As for Terry "Tubesteak" Tracy, he later held other nicknames like
"Kahuna" and "Pit Commander." Interviewed in 1993 by Matt Warshaw for
his 1998 book Above The Roar: 50 Surfer Interviews, Tubesteak told how
he got his nickname: "One summer I was really broke," Tracy told
Warshaw, "so I got a job across the street, right next to the Malibu
Inn, at a place called Tube's Steak and Lobster House. And people
would say to me, 'Hey, you still at Tube's Steak?' Then it just went
to Tubesteak. But people have always been confused about what it
meant. A lot of people think that Tubesteak meant... ah, some kind of
cylindrical piece of meat."
"Tubesteak," Crawford wrote, "whose hero and mentor Opai represented
the 'older' generation of surfers at San Onofre, rode his first waves
there in 1950 when he was 15 years old. Tubesteak recalled "seeing
these old Sourdoughs out of the army on the beach surfing and playing
ukelele." The romance of San Onofre's scene captured Tubesteak's
imagination. Later, he went to Malibu, along with surfing partners
Mickey 'Da Cat' Dora, Mickey Munoz, and Kemp Aaberg and attempted to
recreate at Malibu the atmosphere they admired on the beach at San
Onofre."
Yet, this may not be entirely correct. When interviewed in 1993, at
the age of 59, Tubesteak sounded a bit contemptuous of the San Onofre
lifestyle and its surfers. He certainly held much pride over the
Malibu lifestyle over the traditional San Onofre. Warshaw asked him:
"Did the Malibu guys spend any time with, say, the San Onofre guys?"
"No," Tubesteak replied. "That Sano thing - it's archaic now and it
was archaic then. That group hasn't changed. Just sitting around with
their ukuleles and the Hawaiian music. Nah. Malibu was the place."
"Before Tubesteak became dedicated to a surfing life-style on the
beach at Malibu," Crawford wrote, "he attempted to follow the more
conventional path of working as an underwriter for Home Insurance Co.
Tubesteak (19 at the time), described how he and Mickey Dora clashed
with 'all these Spring Street executives, the Wilshire Blvd., Pacific
Stock Exchange types.' After a couple of miserable days on the job,
both young men were fired from Home Insurance Co."
"It was after this adventure in social conformity," Crawford
continued, "that Tubesteak became a full time surfer. Broke and
unemployed, the night after he was fired from his job, Tubesteak
decided to sleep on the beach at Malibu. The next day he hiked up
Malibu creek with his surfboard, collected palm fronds, and floated
them down stream using the surfboard as a barge. With help from
friends, he built a beach shack, and fashioned a way of life at Malibu
that was radically different from the image of life centered in the
Gold Medallion home."
Tubesteak was asked about his living at First Point. How long?

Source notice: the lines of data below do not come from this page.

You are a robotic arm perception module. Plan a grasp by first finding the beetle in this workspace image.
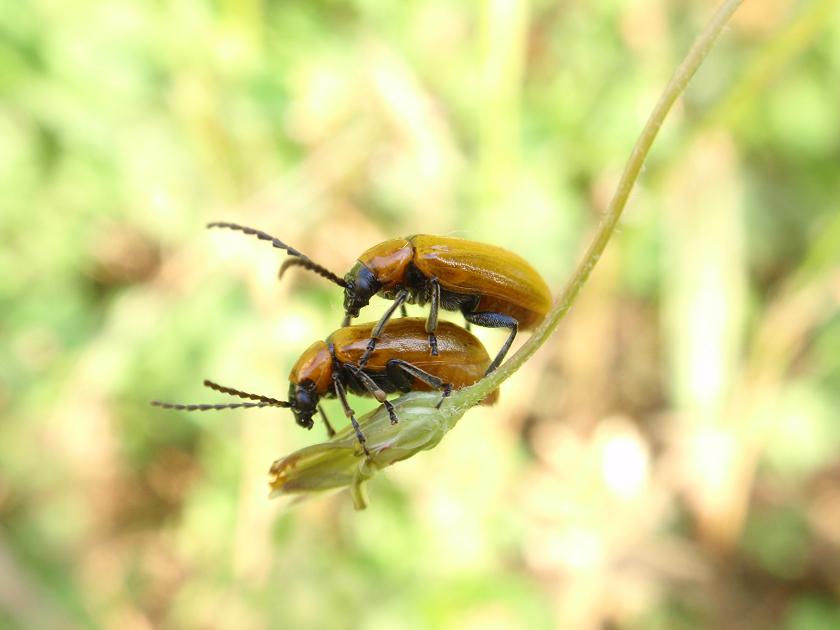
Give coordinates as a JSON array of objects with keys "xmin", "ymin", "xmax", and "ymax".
[
  {"xmin": 151, "ymin": 317, "xmax": 498, "ymax": 455},
  {"xmin": 207, "ymin": 222, "xmax": 551, "ymax": 373}
]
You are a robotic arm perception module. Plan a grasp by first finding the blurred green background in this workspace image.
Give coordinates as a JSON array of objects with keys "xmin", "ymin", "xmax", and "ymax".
[{"xmin": 0, "ymin": 0, "xmax": 840, "ymax": 630}]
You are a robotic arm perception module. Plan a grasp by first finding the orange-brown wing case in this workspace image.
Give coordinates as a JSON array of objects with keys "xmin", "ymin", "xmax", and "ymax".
[
  {"xmin": 327, "ymin": 317, "xmax": 498, "ymax": 404},
  {"xmin": 408, "ymin": 234, "xmax": 551, "ymax": 330}
]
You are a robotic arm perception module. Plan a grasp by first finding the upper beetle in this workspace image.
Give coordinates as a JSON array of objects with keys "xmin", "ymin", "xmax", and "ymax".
[
  {"xmin": 152, "ymin": 317, "xmax": 498, "ymax": 454},
  {"xmin": 207, "ymin": 222, "xmax": 551, "ymax": 373}
]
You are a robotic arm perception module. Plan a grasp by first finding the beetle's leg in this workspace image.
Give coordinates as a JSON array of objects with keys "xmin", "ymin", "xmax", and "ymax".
[
  {"xmin": 385, "ymin": 359, "xmax": 452, "ymax": 409},
  {"xmin": 347, "ymin": 365, "xmax": 399, "ymax": 424},
  {"xmin": 318, "ymin": 405, "xmax": 335, "ymax": 439},
  {"xmin": 359, "ymin": 289, "xmax": 408, "ymax": 370},
  {"xmin": 464, "ymin": 312, "xmax": 519, "ymax": 375},
  {"xmin": 426, "ymin": 278, "xmax": 440, "ymax": 357},
  {"xmin": 333, "ymin": 372, "xmax": 370, "ymax": 457}
]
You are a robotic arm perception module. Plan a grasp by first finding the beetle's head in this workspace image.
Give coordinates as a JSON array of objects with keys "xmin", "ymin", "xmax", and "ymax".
[
  {"xmin": 344, "ymin": 262, "xmax": 382, "ymax": 317},
  {"xmin": 289, "ymin": 380, "xmax": 321, "ymax": 429}
]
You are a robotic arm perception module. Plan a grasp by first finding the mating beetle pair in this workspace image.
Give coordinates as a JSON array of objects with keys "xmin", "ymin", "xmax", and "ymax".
[{"xmin": 153, "ymin": 223, "xmax": 551, "ymax": 454}]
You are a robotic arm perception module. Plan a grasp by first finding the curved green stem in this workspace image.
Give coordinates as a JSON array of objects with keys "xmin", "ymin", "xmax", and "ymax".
[{"xmin": 451, "ymin": 0, "xmax": 743, "ymax": 408}]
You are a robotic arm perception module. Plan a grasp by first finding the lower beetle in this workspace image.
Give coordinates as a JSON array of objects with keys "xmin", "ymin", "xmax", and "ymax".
[
  {"xmin": 207, "ymin": 222, "xmax": 551, "ymax": 373},
  {"xmin": 152, "ymin": 317, "xmax": 498, "ymax": 455}
]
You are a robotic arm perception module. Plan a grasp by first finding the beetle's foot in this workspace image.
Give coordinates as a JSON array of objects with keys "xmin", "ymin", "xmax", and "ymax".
[
  {"xmin": 435, "ymin": 383, "xmax": 452, "ymax": 409},
  {"xmin": 429, "ymin": 333, "xmax": 438, "ymax": 357},
  {"xmin": 382, "ymin": 400, "xmax": 400, "ymax": 424}
]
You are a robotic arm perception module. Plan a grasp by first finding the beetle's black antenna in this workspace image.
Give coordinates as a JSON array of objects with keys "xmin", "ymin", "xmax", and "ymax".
[
  {"xmin": 151, "ymin": 379, "xmax": 293, "ymax": 411},
  {"xmin": 151, "ymin": 400, "xmax": 277, "ymax": 411},
  {"xmin": 277, "ymin": 258, "xmax": 317, "ymax": 280},
  {"xmin": 207, "ymin": 221, "xmax": 347, "ymax": 287},
  {"xmin": 204, "ymin": 379, "xmax": 292, "ymax": 407}
]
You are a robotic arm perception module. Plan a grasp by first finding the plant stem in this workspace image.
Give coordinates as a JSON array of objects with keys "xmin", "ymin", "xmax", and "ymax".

"For thee or four months a year, in summer," Tracy answered.
"Actually, there were two shacks. The first one got burned down; the
cops tore the second one apart in 1957. In the winter I lived in Santa
Monica canyon, at a place called the Sip 'n Surf."
Tubesteak," Crawford wrote, "commenting generally about surfers'
attempts at social conformity, suggests that 'surfers tried to do what
people wanted them to do, but they didn't fit in.' 'We didn't care
about money; it didn't cost money to live on [the] beach.' Tubesteak
and others spent summers living on the beach, but during the winter
months when the weather was too cold, they got jobs like the 'jerks
with expensive suits.'"
"Tubesteak recalled that during the 1940s and 1950s," wrote Crawford,
"surfers did everything possible to stay out of the draft. However,
their resistance was not for ideological reasons, 'they just wanted to
go surfing.' In the summer of 1956, Tubesteak recalled 'the Feds were
after me,' so he had to fly to Arizona for a military physical exam.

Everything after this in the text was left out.